Но что же они утверждают? Мой взгляд оторвался от блестящих строчек, написанных водянистыми чернилами, и скользнул по подвальной типографии. Черная Люси хлопала и вертелась, в мелькании ее влажных валиков рождался тираж «Новой зари», которому предстояло поступить в продажу на следующей сменнице. Было около шести утра, и меня окружало подобие лондонского смога: толика серого весеннего рассвета, просачиваясь сквозь зарешеченные высокие окна, смешивалась с подкопченным жаром типографской машины. ЗВЯК… ВЖУХ! ЗВЯК… ВЖУХ! Грохот стоял оглушительный, а освещение было даже хуже, чем бесполезным, и все-таки я обнаружил, что способен, балансируя на табурете перед исцарапанным верстаком, добиться наилучшего прогресса в работе над статьей. ЗВЯК… ВЖУХ! ЗВЯК… ВЖУХ! Я как будто кормил Черную Люси, сочиняя слова, которые Блиссенхок превратит в печатную форму и втиснет между ее пластинами из стали и резины. А потом еще не просохшие пачки отпечатанных газет перевяжут бечевкой, раскидают по фургонам, продадут, потеряют, конфискуют, возьмут взаймы, поругаются из-за них, разложат на них еду, порвут на части и насадят на гвоздь, торчащий из стены туалета, и, что самое важное, прочитают. Когда сдавали в печать свежий выпуск «Новой зари», всегда чувствовалась особая целеустремленность.
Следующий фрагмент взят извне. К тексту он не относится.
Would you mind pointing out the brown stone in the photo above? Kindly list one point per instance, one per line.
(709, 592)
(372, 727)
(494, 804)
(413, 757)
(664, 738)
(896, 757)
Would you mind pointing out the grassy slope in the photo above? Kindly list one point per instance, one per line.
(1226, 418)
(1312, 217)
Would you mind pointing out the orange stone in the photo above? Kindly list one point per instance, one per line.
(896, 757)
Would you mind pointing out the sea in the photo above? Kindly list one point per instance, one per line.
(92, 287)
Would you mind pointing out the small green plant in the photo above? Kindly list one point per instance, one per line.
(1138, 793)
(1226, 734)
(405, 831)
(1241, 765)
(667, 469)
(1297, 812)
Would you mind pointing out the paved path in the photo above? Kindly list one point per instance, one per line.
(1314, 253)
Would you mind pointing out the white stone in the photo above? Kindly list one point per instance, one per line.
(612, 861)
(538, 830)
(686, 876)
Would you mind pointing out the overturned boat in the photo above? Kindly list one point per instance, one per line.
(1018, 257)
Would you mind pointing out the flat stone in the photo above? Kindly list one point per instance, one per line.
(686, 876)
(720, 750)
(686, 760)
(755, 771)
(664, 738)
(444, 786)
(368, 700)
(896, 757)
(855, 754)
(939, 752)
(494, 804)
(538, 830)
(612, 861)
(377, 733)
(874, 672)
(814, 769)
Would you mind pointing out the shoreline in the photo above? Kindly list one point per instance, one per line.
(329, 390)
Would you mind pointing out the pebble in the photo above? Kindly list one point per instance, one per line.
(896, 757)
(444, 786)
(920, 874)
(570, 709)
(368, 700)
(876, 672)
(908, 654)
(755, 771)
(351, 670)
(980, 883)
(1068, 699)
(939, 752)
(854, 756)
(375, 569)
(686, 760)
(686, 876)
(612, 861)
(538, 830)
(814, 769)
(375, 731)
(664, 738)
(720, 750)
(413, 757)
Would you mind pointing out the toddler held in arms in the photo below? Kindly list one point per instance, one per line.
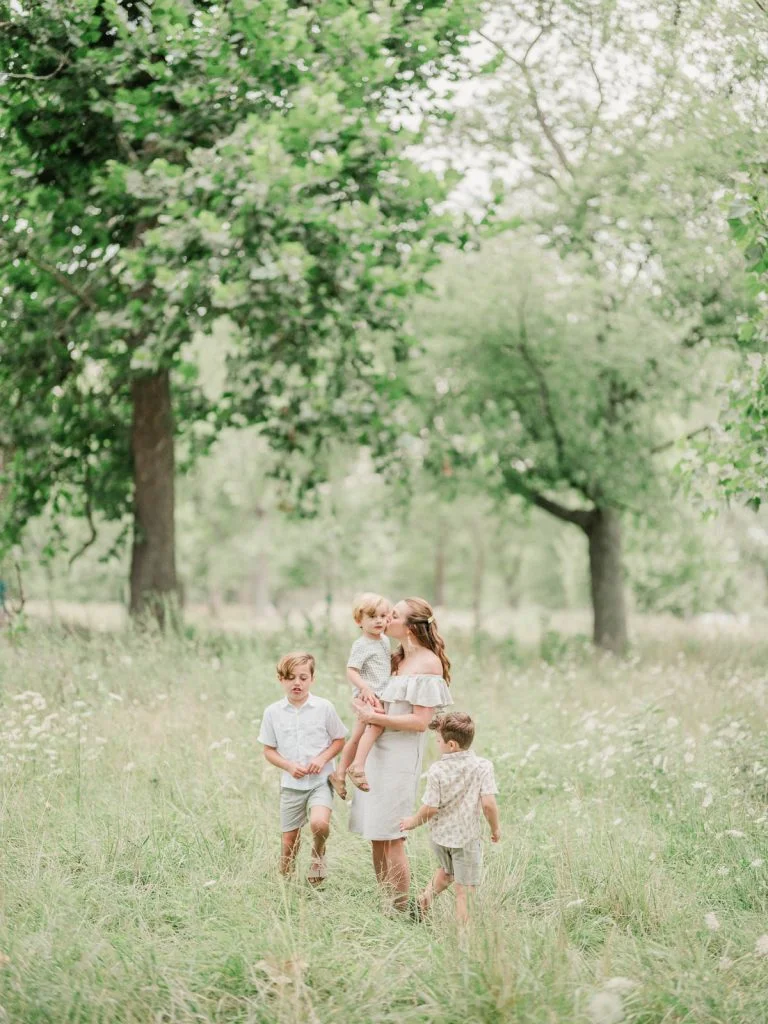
(369, 669)
(460, 785)
(302, 734)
Это было время, когда мы с наибольшей силой ощущали близость Нового века; когда Черная Люси, нагруженная сверх всякой меры, была на грани поломки валика, когда Блиссенхок больше всего нуждался в моей помощи и когда вероятность вторжения гильдейцев, полицейских или домовладельца со свежими уведомлениями о запрещении деятельности или выселении становилась максимальной.
«Теми, кто утверждает…» Бумага передо мной, даже при наилучшем освещении грязноватая, казалась едва ли светлее впитавшихся чернильных строчек. Я знал, что испорчу себе зрение, занимаясь такими вещами, как и предупреждал Сол, но в то же время мне нравилась блекнущая иллюзорность слов, а также ощущение песка в глазах, возникавшее во время работы в эти ранние утренние часы. У меня не было заблуждений относительно своего писательского мастерства – Блиссенхок тайком ликвидировал мои наиболее серьезные преступления против английской грамматики, прежде чем отправить номер в печать, – и я обнаружил, что занятие дается легче, если на меня не таращится в ответ нечто слишком резкое и отчетливое. Вот слова есть, а вот их нет, и в следующую сменницу придется подыскать новые. Я не сомневался, что за ними – а также за спорами, драками и забастовками, призывами к оружию, яркими знаменами, топотом сапог и бесконечными дебатами в продуваемых сквозняками залах собраний – маячит Новый век, и его невозможно было описать жалкими терминами, соответствующими нынешнему, дряхлому.
ЗВЯК… ВЖУХ! ЗВЯК… ВЖУХ!
Прошло пять лет с тех пор, как я приехал в Лондон. Как и предсказывал Сол, первое лето с его ощущением тепла и изобилия оказалось иллюзией. Лондон, как и вся Англия, был гораздо более суровым местом. Наступила зима, и древние здания притона Кэрис почернели и наполнились сыростью. Стало тихо и безлюдно, поскольку многие обитатели отправились в работные дома или к родственникам в сельскую местность. Я заболел и, лежа в лихорадке, потерял счет дням и сменницам под стук дождевой воды в жестяные банки и влажный шелест испорченных рисунков Сола. Мод приносила горшочки с кашей, пока я в бреду бормотал что-то о пирсах, отелях и странных тетушках в домах, заросших тернием. Придя в себя, я увидел на ее лице отрешенное выражение; от этой же лихорадки погибло несколько младенцев в яслях. Но погода, наконец, улучшилась, а с нею и мое здоровье. В Лондоне стало холоднее и светлее. Ледяные туманы по-змеиному струились из сточных канав, а воды Темзы замерзли и разбились, превратившись в мозаику, через которую паромы с пылающими на носу эфирированными жаровнями торили пути-дороги для менее оживленной сезонной торговли. В животе у меня урчало, голова кружилась – голод и холод упрощают даже сны, которые знай себе вертятся вокруг горячих печей в пекарне, пока не проснешься с заиндевевшим лицом.